For free-floating / hybrid systems the real footprint is the operator's polygons, not a convex hull of stations. to_canonical_geofencing parses geofencing_zones.json (v2.x ride_allowed and v3.x ride_start/ride_end_allowed reconciled), zones_for_points is the point-in-zone spatial join, and zone_area_km2 reprojects to an equal-area CRS so density is metric and latitude-comparable. The full per-vehicle-type rules list is preserved.

Polite scraping & provenance (research-grade)

session = gb.build_session()                 # pooled, retry/backoff on 429/5xx (default in fetch_multiple)
resp = gb.fetch_feed_json(url, etag=prev_etag)   # conditional GET; raises GBFSNotModified on HTTP 304
...
gb.coverage_report(panel, expected_freq="5min")  # per-station uptime / longest gap (no imputation)
gb.generate_manifest("lake/")                # SHA-256 per partition + summary → cite on Zenodo

Built for scrapers that run for months: retries/backoff, conditional GETs (skip unchanged snapshots), an offline catalogue cache, a GBFSError exception hierarchy, and provenance tools so a dataset is citable and verifiable.

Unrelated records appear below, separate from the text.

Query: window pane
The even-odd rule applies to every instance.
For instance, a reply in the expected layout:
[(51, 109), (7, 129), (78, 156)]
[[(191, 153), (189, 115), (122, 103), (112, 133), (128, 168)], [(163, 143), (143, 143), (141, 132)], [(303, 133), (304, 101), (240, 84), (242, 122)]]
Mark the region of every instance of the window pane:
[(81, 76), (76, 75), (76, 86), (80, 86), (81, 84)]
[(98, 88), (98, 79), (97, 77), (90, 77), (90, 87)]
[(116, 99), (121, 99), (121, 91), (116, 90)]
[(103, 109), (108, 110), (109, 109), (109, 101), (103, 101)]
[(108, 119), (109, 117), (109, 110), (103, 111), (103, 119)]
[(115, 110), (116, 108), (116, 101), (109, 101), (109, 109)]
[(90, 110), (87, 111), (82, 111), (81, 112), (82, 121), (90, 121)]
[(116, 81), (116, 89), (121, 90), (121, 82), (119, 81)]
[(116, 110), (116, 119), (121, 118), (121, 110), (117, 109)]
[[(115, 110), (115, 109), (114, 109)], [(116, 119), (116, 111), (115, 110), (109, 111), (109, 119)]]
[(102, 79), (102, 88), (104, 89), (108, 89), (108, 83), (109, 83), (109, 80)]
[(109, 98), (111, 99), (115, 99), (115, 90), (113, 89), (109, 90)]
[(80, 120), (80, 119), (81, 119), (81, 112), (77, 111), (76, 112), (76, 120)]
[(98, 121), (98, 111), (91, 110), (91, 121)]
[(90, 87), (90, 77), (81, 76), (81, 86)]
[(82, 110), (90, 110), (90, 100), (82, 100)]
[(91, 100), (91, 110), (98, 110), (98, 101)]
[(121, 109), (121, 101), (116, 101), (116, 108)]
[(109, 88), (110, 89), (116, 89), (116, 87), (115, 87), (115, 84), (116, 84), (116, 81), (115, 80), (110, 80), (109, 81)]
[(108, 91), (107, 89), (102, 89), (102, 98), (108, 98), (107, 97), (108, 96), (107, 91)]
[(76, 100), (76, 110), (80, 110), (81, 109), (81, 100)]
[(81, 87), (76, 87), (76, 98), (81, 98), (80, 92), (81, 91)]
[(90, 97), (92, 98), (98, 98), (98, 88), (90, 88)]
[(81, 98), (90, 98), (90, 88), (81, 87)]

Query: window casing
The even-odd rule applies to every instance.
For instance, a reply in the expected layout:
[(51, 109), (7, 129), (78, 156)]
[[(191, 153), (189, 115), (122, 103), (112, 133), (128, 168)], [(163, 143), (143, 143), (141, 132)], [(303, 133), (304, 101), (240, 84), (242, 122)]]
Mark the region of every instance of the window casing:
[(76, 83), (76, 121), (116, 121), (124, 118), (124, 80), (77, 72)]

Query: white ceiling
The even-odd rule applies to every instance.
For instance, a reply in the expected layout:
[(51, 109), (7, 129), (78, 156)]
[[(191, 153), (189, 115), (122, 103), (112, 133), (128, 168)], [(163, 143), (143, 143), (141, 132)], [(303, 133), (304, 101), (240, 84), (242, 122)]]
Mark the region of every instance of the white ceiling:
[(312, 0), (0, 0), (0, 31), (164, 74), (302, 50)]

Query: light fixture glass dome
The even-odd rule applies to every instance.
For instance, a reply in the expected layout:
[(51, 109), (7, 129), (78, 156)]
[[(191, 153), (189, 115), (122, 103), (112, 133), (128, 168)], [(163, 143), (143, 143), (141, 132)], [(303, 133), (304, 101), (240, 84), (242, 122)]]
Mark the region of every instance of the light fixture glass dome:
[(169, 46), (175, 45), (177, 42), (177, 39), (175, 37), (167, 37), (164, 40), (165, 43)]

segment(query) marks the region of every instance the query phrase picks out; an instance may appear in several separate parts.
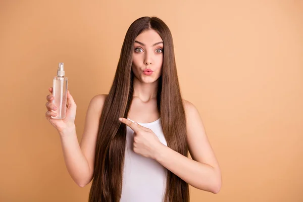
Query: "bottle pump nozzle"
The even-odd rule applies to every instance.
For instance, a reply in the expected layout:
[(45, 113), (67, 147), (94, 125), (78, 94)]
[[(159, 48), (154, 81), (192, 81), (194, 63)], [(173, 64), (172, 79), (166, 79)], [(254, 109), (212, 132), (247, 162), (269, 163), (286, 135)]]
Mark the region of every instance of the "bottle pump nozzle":
[(64, 76), (64, 64), (63, 63), (59, 63), (59, 66), (58, 67), (58, 70), (57, 71), (57, 75)]

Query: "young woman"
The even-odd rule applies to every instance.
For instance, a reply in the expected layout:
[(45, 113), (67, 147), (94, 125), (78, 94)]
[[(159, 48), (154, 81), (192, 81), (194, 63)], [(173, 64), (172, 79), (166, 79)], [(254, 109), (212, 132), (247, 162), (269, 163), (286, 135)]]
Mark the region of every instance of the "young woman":
[(219, 191), (218, 163), (198, 112), (182, 98), (172, 35), (160, 19), (130, 25), (109, 93), (89, 103), (80, 144), (69, 91), (63, 120), (52, 118), (46, 98), (71, 177), (81, 187), (92, 180), (89, 201), (187, 202), (188, 184)]

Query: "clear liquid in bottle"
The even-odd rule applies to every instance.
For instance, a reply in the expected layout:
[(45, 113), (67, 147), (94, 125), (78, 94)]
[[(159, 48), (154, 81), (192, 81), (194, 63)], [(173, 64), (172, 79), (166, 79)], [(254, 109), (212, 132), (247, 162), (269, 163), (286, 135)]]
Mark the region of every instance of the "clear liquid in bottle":
[(52, 111), (57, 114), (56, 117), (52, 116), (53, 119), (63, 119), (65, 118), (68, 79), (64, 75), (64, 64), (59, 63), (57, 76), (54, 78), (53, 81), (54, 99), (52, 103), (57, 107), (57, 110), (52, 110)]

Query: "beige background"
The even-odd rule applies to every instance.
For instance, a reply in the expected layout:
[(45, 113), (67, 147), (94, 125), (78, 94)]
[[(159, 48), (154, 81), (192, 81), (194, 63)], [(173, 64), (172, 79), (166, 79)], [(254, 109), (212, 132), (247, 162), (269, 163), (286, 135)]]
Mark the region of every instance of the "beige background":
[[(0, 1), (0, 201), (85, 201), (45, 119), (59, 62), (82, 136), (107, 93), (126, 30), (156, 16), (170, 28), (183, 97), (200, 113), (222, 189), (191, 201), (303, 201), (303, 1)], [(203, 179), (201, 179), (203, 180)]]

Missing data stays missing — coverage_report quantifies it rather than imputing.

Examples

Runnable, end-to-end scripts live in examples/ — auditing an unknown feed, cron-driven collection into a Parquet lake, longitudinal analysis (coverage, typologies, turnover), and a network equity/coverage report.

Roadmap

  • v0.1 — canonical model, catalogue discovery, cross-version normalisation, static audit (A1–A7), CLI.
  • v0.2 — fetch/scrape (GBFSFeed, one-liners, fetch_multiple), dynamic audit (D1–D3), station_state, geo (GeoKDTree, find_nearest_stations), schema hardening.
  • v0.3 (this) — longitudinal data lake: append_to_parquet, build_availability_panel, calculate_net_flow.
  • v0.4cluster (spatial / spectral / diurnal profiles + named typologies).
  • v0.5multimodal (bikeshare ↔ transit feeders, BYOG GTFS).
  • v0.6osm / surroundings: features_within, station_surroundings, enrich_with_osm (BYOG infrastructure enrichment within a radius).
  • v0.7 — hardening (nullable dtypes, dockless-aware A7, antimeridian A5, mass-conservation net flow) + geofencing (service-area polygons, point-in-zone joins, equal-area density), fleet reconciliation (docked ↔ free-floating dedup), and parquet column/predicate pushdown for large panels.

Methodology & limitations

METHODOLOGY.md documents the A1–A7 thresholds, the dynamic checks, the polling/aliasing limit on flows, and what the spatial statistics can and cannot claim — read it before building a study on the toolkit.

How to cite

See CITATION.cff. The semantic taxonomy is from the gbfs-audit-catalogue dataset paper (Fossé & Pallares, 2026).

License

MIT. Affiliated with CESI LINEACT (EA 7527), Montpellier, France.